Immersed in local story and in love with the little lakes and hardwood hills of his home region, JOE PADDOCK grew up in the small central Minnesota town of Litchfield. He went to the University of Minnesota where he wrestled, got a degree in philosophy, and studied under poets Morgan Blum, Allen Tate and Howard Nemerov.

In the late 60s and early 70s he spent much of a six-year period living in an unimproved cabin on Minnesota’s wild Kettle River. These were critical mid-life years during which he concentrated on nature observation, meditation, and dream work. He began then as well seriously to write poetry.

In 1975, he was drawn back to the agricultural prairies that stretched south and west of his home region. He became one of two first National Endowment for the Arts Poets-in-the-Community, his residency placing him in the small town of Olivia. Then, working with his writer wife, he became a regional poet for the Southwest Minnesota Arts and Humanities Council and a Poet-in-Residence for Minnesota Public Radio at Worthington. During these residences he discovered the use and value of oral history, and he developed a poetry based on local story and its underlying myths.

While living on the Kettle River, the ecological vision of interconnectedness took hold in Paddock, and for more than a decade the land organism became the central metaphor in his writing. Practicing a “soft activism,” he next became a land theme developer for the American Farm Project and then a founding member of the Land Stewardship Project. His book length poem Handful of Thunder: A Prairie Cycle and his Sierra Club book Soil and Survival were outcomes of this work.

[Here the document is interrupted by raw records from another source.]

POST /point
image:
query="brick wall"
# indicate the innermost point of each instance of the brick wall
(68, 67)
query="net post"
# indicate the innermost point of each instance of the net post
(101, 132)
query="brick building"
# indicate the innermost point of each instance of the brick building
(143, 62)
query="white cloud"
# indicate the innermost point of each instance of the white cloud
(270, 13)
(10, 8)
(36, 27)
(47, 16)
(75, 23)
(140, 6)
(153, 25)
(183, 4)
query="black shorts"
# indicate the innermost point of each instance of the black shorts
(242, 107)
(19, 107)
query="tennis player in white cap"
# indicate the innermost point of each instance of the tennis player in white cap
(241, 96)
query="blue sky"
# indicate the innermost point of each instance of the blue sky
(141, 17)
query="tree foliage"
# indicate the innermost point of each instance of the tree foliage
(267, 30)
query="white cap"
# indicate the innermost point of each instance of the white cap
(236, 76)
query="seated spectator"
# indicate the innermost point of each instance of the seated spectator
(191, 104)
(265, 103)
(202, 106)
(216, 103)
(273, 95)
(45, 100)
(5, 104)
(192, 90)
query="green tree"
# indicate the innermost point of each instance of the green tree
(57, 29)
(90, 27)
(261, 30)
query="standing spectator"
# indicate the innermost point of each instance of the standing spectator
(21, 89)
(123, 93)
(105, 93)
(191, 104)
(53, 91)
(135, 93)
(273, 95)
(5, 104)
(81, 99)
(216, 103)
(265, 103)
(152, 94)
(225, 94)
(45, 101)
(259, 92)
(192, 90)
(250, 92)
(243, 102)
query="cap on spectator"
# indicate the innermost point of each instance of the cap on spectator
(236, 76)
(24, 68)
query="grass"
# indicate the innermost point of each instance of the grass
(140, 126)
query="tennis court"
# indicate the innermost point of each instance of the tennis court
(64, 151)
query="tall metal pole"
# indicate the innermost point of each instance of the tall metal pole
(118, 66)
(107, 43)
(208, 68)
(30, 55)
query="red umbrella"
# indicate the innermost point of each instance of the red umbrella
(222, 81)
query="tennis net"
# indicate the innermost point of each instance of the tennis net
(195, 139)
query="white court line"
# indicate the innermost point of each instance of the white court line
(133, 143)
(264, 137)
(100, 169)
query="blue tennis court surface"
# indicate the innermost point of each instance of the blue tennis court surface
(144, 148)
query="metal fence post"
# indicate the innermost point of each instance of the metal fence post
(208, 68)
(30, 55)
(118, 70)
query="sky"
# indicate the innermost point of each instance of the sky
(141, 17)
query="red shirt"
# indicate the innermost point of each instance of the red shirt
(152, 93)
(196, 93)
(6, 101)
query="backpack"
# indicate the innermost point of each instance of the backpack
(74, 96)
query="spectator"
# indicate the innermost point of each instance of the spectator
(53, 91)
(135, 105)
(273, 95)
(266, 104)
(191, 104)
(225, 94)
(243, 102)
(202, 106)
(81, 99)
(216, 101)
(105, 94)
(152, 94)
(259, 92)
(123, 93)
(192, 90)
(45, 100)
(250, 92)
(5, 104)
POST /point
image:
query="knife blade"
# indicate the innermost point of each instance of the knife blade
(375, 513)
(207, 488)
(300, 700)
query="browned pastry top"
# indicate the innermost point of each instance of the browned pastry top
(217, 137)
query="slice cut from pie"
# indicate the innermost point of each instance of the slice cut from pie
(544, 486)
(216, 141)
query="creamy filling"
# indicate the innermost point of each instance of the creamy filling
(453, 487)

In the early 1990s, Paddock discovered wilderness preservationist Ernest Oberholtzer’s “university of the wilderness” on tiny Mallard Island on Rainy Lake. Through the 90s, in this place that fulfilled his long-held dream of a cultural center in harmony with nature, he spent much time researching and writing Keeper of the Wild, the biography of Ernest Oberholtzer.

Paddock now lives in his hometown of Litchfield where he has coordinated an extensive oral history project and has long mentored the Litchfield Area Writers Group. With his writer wife Nancy Paddock, he lives in the house in which he grew up.